Vice President Kamala Harris wants to raise the U.S. corporate income tax rate to 35%, up from the current Trump rate of 21%.
This will directly raise the cost of utility bills.
Customers bear the cost of corporate income taxes imposed on utility companies.
Electric, gas, and water companies subject to the corporate income tax have their billing rates set by the 50 state utility commissions. The commissions are required to build the cost of taxes into the utility rates.
“The Kamala Harris corporate income tax rate hike will saddle Americans with even higher utility bills,” said Grover Norquist, president of Americans for Tax Reform. “Households are getting pummeled with high inflation and now Kamala’s threatened corporate income tax rate hike would drive their costs even higher.”

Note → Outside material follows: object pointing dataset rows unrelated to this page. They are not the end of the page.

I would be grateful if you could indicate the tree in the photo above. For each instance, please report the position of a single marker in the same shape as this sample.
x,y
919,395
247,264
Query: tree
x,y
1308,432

When the 2017 Tax Cuts and Jobs Act cut the corporate income tax rate from 35% to 21%, utilities worked with state utility officials to pass along the tax savings to customers.

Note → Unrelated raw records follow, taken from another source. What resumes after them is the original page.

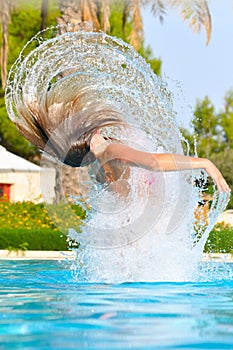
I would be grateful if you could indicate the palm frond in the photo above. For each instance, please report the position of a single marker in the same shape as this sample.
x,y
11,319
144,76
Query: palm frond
x,y
197,13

To document the relationship between the corporate tax rate and utility rates, Americans for Tax Reform undertook a 50-state review of utility commission documents and local news sources following passage of TCJA. ATR found at least 300 publicly documented examples of utilities passing tax savings along to customers. Utility bills would be even higher today without TCJA.

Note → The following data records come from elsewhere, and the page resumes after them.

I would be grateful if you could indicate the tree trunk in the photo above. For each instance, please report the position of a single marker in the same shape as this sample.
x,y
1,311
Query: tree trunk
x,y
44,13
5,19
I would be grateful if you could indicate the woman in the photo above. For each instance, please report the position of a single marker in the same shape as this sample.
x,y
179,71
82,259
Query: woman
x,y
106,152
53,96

The TCJA utility savings came in the form of a rate reduction, a bill credit, or a reduction to an existing or planned rate increase.
ATR also compiled a 90-second nationwide utility savings video from local news reports which may be viewed here.
According to a report published in the trade publication Utility Dive, customers nationwide were to receive a $90 billion utility benefit from the Tax Cuts and Jobs Act:
Estimates derived from 2017 annual SEC 10-K filings indicate that the 14-percentage-point reduction in the corporate tax rate enacted under the 2017 Tax Cuts and Jobs Act (TCJA) resulted in investor-owned utilities establishing significant regulatory liability balances, totaling approximately $90 billion to be refunded back to customers.
Likewise, the Kamala Harris corporate tax rate increase will be paid by utility customers on their monthly bills.